Compreendo que a publicidade possa servir para que a sociedade ao redor da menina se prepare desde já para atender suas possíveis novas demandas e abraçá-la com dignidade, pois, ainda hoje, uma cadeira de rodas tem imagem de trambolho que ocupa espaço e não um equipamento que faz a vida seguir adiante.

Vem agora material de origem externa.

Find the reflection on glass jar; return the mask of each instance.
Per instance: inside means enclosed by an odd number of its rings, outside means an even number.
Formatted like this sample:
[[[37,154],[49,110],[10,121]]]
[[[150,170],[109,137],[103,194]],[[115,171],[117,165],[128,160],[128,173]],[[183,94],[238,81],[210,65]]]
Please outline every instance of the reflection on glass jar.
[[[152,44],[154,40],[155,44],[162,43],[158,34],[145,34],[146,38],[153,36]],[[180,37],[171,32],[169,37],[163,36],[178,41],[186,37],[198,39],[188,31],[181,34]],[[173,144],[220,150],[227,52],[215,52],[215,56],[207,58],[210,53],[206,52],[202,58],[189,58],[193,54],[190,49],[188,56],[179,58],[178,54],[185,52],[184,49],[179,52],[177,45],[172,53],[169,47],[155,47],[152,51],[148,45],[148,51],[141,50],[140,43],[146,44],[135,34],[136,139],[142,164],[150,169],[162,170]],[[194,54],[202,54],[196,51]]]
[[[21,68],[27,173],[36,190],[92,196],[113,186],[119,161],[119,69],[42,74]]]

Também é plausível levar em consideração que dizer que alguém ficou prejudicado das partes pode encaminhar precocemente o atingido para protocolos mais seguros de cuidados físico, fisiológico e de reabilitação, mas insisto que há formas mais humanas, modernas e acolhedoras de providenciar o necessário para o bom trato das pessoas.
Assinalo ainda que seria muito mais racional direcionar energias e esforços, neste momento, para celebrar o fato de a garota ter mantido sua vida, por ter a oportunidade de rever, tocar e sentir a quem e o que ama. Oportunidade para enchê-la de estímulos para agarrar o vento e surfar para o adiante, que até poderá ser bem diferente, mas será um novo dia.
Também chama muito a atenção a rapidez em fechar uma sentença médica. Bons fisiatras e neurologistas dizem que uma lesão medular precisa de “maturidade” para ser mais bem analisada, entendida e diagnosticada.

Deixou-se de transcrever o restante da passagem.